There's a recent related RFC PR. I'm not up-to-date on it. If it doesn't already, perhaps it could be updated to make the non-requirement in the absence of may_dangle officially permanent.

2 Likes

While the conversation here has been good, the less interesting answer on my part is that I probably just copied that from the standard library. :slight_smile: Here's how Arc and Rc looked around that time, and the only change since then was rust#66117, which I suppose darc could also follow.

(There are other things worth fixing too, like #[derive(Clone)] adding unnecessary T: Clone.)

2 Likes

Not exactly the same as your idea, but I once wrote hybrid-rc for the use case of having most references on one thread.

I solved it similar to this:

struct Inner<T: ?Sized> {
    owner_thread_id: atomic::AtomicUsize,
    strong_local: Cell<usize>,
    strong_shared: atomic::AtomicUsize,
    weak: atomic::AtomicUsize,
    data: T,
}

struct Rc<T: ?Sized>(NonNull<Inner<T>>);
struct Arc<T: ?Sized>(NonNull<Inner<T>>);

unsafe impl<T: ?Sized + Sync + Send> Send for Arc<T> {}
unsafe impl<T: ?Sized + Sync + Send> Sync for Arc<T> {}

One thread can use the fast strong_local counter with Rc, but references that are moved to other threads need to upgrade to Arc. The owner_thread_id ensures that only one thread can downgrade Arcs back to Rcs.

This solution has more memory overhead, but allows for better performance, as long as it's statically known which thread clones the reference most often.

1 Like

This implementation has potential safety problem. What should happens if an Arc on other thread found there is no strong counts? That Arc shouldn't check strong_local because it may cause data racing, shouldn't drop the value directly because the "owner thread" probably still have Rc remains, and shouldn't leave the value alone because it will cause memory leaking.

Only transforming a Arc to an Rc needs to check the thread id. Once you have an Rc it can be cloned by just incrementing the local counter.

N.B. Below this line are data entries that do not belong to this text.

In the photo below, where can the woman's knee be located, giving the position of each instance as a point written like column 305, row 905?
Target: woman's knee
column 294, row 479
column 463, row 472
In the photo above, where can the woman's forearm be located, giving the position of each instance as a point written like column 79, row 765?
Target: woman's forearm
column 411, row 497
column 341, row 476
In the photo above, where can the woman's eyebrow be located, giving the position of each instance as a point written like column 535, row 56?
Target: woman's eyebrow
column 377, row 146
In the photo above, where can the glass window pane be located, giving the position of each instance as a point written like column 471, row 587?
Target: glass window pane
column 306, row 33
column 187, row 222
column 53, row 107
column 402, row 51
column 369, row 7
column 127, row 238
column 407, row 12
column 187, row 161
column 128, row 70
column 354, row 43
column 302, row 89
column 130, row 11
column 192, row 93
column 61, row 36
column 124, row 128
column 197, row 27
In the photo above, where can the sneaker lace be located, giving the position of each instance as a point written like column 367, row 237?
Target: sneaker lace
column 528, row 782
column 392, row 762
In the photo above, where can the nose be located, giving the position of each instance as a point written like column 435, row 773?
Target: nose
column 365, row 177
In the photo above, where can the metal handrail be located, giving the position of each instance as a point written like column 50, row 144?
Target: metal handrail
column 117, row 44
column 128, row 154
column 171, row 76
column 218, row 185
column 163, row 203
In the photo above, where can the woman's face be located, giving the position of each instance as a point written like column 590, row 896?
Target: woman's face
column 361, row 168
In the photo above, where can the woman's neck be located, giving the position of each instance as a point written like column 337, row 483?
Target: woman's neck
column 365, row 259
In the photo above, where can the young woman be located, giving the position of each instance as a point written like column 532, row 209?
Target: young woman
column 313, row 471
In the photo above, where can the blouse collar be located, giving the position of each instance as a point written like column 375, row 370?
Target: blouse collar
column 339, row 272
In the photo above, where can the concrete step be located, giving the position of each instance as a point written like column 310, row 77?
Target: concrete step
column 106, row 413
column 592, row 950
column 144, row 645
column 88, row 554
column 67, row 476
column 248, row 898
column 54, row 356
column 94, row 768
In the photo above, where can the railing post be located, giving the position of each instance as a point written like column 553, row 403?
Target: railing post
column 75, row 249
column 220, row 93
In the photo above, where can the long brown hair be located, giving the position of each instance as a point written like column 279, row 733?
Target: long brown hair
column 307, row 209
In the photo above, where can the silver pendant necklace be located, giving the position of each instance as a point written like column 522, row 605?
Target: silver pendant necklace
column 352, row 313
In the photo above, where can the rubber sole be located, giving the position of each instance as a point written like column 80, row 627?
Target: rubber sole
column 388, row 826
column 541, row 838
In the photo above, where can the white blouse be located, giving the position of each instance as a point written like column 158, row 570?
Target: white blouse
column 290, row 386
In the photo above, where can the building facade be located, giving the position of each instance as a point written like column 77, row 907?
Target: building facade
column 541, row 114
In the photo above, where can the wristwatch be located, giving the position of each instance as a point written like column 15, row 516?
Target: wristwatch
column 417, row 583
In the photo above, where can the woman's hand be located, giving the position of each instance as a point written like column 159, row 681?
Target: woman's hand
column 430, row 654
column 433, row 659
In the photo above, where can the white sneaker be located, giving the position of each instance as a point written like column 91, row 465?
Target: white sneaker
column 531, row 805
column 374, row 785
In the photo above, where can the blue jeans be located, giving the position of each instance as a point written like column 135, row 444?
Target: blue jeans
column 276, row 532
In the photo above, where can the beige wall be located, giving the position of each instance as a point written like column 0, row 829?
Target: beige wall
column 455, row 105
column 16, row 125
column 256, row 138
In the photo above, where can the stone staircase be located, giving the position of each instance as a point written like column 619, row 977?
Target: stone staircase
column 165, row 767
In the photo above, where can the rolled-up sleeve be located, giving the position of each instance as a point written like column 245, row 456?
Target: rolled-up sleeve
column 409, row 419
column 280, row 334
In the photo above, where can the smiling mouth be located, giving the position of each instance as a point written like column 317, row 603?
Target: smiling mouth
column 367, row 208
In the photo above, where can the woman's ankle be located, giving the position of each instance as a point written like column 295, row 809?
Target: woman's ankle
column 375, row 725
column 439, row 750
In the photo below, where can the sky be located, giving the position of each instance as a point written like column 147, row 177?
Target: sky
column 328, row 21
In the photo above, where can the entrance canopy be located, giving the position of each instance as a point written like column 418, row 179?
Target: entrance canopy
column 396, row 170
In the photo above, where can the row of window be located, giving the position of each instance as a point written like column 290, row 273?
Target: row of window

The implementation guarantees that if the local counter is non-zero, the shared counter is at least 1, and only drops to zero once all Rcs and Arcs are dropped. I took inspiration from how the weak counter of std::rc::Rc and std::sync::Arc is always at least 1 as long as a strong reference exists.

1 Like

I see, it's a good idea! But you can also improve like this:

struct Inner<T: ?Sized> {
    owner_thread_id: usize,
    strong_local: Cell<usize>,
    strong_shared: Option<atomic::AtomicUsize>,
    weak: atomic::AtomicUsize,
    data: T,
}

Initialize an Rc doesn't initialize AtomicUsize, AtomicUsize will initialize only when first time upgrading to Arc. If no upgrading occurred, Rc nearly acts like std Rc, except a option check when last Rc dropped.
And owner_thread_id doesn't need to be atomic since it will never mutates after initializing.